Once Kampusch had finally burst free, beaten and half-starved — after eight years of unseen sunsets and sunrises, she had become something of a butterfly when it came to self-expression. Her autobiography is testament to the power of the imagination in the face of a most terrifying predicament. While some commentators have seen Kampusch as Little Red Riding Hood, going missing in her scarlet jacket on her first solo walk to school and then held at the mercy of a man named Wolfgang, her memoir shows her to be more of a Crusoe, a resourceful soul cast adrift on an island of madness. Like Defoe’s hero, although often in fear and pain, she is constantly planning ahead.
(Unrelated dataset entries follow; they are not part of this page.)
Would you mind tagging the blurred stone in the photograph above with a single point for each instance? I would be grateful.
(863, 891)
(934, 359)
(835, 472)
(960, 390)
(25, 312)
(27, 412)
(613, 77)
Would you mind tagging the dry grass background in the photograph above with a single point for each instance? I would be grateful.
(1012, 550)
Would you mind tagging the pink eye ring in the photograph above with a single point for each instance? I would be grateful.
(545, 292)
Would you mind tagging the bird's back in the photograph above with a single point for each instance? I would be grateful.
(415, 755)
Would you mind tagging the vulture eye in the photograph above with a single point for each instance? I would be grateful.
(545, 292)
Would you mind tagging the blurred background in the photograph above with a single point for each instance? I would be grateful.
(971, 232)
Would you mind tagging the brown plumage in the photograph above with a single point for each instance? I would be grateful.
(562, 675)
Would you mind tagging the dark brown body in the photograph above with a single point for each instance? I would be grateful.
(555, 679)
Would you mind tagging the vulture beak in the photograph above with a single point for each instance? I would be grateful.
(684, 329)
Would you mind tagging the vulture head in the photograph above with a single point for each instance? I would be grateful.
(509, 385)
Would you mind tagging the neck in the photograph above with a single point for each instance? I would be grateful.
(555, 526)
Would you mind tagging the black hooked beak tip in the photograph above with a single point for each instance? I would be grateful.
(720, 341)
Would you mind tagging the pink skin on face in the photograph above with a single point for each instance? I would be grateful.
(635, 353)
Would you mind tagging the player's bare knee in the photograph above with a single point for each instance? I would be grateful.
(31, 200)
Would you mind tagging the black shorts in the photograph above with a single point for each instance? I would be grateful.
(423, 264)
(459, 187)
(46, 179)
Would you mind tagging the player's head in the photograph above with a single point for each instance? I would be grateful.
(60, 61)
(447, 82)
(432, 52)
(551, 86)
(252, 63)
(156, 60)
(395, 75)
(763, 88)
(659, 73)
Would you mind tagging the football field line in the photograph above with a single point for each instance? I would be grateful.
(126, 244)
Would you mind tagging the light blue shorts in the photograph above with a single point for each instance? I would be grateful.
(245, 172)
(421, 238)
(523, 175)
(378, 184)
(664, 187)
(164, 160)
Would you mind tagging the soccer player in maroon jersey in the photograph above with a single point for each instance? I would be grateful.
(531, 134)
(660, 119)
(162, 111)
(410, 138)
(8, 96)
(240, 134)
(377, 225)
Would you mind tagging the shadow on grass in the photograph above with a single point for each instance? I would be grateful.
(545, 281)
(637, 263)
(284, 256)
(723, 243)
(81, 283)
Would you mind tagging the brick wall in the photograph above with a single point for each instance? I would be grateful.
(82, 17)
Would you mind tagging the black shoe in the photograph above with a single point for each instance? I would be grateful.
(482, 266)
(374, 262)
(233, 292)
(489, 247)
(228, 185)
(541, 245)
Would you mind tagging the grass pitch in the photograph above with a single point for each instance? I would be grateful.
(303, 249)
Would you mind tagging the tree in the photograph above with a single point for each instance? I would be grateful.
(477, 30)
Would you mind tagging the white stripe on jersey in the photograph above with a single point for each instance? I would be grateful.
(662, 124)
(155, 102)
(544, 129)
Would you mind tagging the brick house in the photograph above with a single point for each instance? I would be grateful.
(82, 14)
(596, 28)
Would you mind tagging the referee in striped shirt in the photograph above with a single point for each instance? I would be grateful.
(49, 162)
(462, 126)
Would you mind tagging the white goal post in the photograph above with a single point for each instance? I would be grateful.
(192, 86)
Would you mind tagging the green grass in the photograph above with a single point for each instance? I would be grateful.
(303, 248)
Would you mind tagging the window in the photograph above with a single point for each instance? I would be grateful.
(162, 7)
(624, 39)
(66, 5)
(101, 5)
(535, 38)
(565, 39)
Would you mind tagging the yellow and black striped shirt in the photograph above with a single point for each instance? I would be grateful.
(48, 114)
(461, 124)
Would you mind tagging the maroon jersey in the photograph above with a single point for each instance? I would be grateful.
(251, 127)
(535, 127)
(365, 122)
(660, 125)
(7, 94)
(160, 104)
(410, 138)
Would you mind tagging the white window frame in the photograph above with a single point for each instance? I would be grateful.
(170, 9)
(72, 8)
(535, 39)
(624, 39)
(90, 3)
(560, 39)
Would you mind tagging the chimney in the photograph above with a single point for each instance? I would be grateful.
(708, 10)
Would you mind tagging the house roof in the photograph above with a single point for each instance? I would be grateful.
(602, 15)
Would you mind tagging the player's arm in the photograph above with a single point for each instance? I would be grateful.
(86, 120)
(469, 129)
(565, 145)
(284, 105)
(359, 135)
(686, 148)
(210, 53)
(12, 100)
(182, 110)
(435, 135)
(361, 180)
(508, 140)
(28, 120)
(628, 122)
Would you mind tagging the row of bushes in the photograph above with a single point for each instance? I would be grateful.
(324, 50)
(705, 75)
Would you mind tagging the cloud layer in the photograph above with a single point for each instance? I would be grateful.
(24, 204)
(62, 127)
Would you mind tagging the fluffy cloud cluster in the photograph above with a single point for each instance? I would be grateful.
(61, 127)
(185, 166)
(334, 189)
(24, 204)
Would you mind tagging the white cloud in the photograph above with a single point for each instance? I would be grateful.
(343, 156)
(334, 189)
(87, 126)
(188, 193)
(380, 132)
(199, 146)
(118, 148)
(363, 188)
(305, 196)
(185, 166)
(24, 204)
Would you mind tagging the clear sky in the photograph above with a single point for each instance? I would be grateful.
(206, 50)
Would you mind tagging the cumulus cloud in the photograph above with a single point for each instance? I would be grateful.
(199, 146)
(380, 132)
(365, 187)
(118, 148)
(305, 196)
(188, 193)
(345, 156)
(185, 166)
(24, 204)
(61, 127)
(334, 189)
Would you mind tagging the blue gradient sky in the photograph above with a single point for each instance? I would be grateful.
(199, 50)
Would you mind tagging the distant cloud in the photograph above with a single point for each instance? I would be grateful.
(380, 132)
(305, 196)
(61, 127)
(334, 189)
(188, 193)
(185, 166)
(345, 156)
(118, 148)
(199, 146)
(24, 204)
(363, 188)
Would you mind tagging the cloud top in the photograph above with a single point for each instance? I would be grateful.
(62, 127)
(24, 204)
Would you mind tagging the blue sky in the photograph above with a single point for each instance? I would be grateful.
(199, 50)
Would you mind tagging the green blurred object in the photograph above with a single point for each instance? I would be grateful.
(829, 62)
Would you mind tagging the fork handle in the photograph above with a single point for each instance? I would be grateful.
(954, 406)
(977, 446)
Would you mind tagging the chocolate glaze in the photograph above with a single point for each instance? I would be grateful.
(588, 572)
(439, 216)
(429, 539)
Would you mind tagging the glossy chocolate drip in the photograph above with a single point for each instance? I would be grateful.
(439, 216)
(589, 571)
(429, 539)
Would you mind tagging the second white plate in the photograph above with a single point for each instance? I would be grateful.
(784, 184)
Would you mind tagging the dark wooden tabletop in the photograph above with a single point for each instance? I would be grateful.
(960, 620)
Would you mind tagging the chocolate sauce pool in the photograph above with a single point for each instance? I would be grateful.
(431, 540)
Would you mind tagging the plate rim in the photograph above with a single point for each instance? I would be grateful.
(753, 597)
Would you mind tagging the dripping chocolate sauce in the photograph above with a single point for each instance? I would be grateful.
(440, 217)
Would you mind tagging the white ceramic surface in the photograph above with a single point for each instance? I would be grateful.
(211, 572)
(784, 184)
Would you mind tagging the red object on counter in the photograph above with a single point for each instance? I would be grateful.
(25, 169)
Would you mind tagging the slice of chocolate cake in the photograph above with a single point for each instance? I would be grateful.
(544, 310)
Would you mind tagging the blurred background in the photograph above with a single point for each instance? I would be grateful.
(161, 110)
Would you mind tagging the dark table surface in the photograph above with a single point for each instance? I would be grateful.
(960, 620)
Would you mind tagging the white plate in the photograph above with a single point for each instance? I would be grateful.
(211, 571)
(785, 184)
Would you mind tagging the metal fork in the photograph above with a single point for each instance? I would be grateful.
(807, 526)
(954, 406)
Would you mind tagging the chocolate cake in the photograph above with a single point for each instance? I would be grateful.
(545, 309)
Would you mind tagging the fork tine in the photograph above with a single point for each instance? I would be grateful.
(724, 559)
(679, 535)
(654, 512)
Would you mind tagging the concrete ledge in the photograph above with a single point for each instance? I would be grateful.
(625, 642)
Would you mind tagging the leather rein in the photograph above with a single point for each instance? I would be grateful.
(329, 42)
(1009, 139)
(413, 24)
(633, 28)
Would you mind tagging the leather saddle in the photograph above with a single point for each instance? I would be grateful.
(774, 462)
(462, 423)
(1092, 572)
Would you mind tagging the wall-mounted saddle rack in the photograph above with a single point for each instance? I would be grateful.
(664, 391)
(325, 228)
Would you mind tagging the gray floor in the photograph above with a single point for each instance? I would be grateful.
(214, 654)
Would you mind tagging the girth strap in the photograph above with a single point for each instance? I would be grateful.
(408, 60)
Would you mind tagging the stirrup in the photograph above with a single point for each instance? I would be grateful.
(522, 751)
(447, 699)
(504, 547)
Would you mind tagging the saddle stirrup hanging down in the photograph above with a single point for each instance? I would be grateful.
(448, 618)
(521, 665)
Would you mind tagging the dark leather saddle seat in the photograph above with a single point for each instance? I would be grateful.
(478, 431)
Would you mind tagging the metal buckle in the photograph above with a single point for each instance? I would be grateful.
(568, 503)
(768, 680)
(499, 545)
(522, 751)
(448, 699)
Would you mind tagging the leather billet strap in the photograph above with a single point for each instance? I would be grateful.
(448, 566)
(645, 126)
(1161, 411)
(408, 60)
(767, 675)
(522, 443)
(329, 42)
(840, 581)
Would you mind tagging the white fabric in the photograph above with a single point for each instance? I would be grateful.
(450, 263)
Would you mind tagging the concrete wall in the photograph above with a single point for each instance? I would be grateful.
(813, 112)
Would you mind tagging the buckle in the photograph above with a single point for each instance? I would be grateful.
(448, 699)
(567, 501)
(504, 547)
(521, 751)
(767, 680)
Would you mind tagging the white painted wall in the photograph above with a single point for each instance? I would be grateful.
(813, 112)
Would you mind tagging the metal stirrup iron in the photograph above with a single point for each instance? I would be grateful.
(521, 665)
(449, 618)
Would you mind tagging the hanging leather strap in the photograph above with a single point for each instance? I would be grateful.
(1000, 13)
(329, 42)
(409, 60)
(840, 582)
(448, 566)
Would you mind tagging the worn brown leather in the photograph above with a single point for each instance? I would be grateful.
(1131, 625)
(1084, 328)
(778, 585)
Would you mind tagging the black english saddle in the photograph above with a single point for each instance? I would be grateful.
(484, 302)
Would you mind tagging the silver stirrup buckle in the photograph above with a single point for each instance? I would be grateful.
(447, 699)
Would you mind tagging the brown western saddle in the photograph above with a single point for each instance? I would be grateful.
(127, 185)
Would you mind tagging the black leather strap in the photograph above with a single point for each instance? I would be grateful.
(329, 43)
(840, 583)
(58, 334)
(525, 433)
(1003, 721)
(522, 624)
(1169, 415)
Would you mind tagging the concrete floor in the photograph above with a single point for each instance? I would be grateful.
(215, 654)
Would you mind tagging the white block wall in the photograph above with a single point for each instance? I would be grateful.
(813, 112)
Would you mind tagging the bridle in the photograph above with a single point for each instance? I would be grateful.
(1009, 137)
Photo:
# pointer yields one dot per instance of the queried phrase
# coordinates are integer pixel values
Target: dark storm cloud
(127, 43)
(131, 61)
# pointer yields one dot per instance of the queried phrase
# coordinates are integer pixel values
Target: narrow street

Early on in the cellar, she remembers a wartime story about women who had avoided rape and so puts lemon peel on her skin to fake an infectious disease.
Kampusch’s grim tale would be compelling whatever the skill of the writer, but her memoir manages to be both a brave attempt to get across a message and a sad song about the bleakness of many lives.
She calmly recounts not just the tricks of the sadistic kidnapper, such as his pretence that he was the nicest member of a more frightening gang waiting off-stage, but also gives her reader a taste of the nightmarish fantasies that stalked her own mind.
Subjected to violence, starvation, molestation and sensory deprivation, Kampusch describes how she adapted “intuitively” to new “customs,” just as if in a foreign country.
Before her capture, this needy little girl, who had once yearned to be an actress, had been deeply struck by a series of television reports about young girls who had gone missing in her region of Austria. So her story touches on a hideous contradiction. Child kidnapping, we know, is rare and yet it happened to Kampusch exactly as she had feared it would.
Her anger is reserved for those who were shocked by her need to talk about her torturer. Of course he was important to her, she argues. And he was not a monster, just a sick man.
Society, she concludes, however, needs its beasts. “It needs the images of cellar dungeons so as not to have to see the many homes in which violence rears its conformist, bourgeois head.”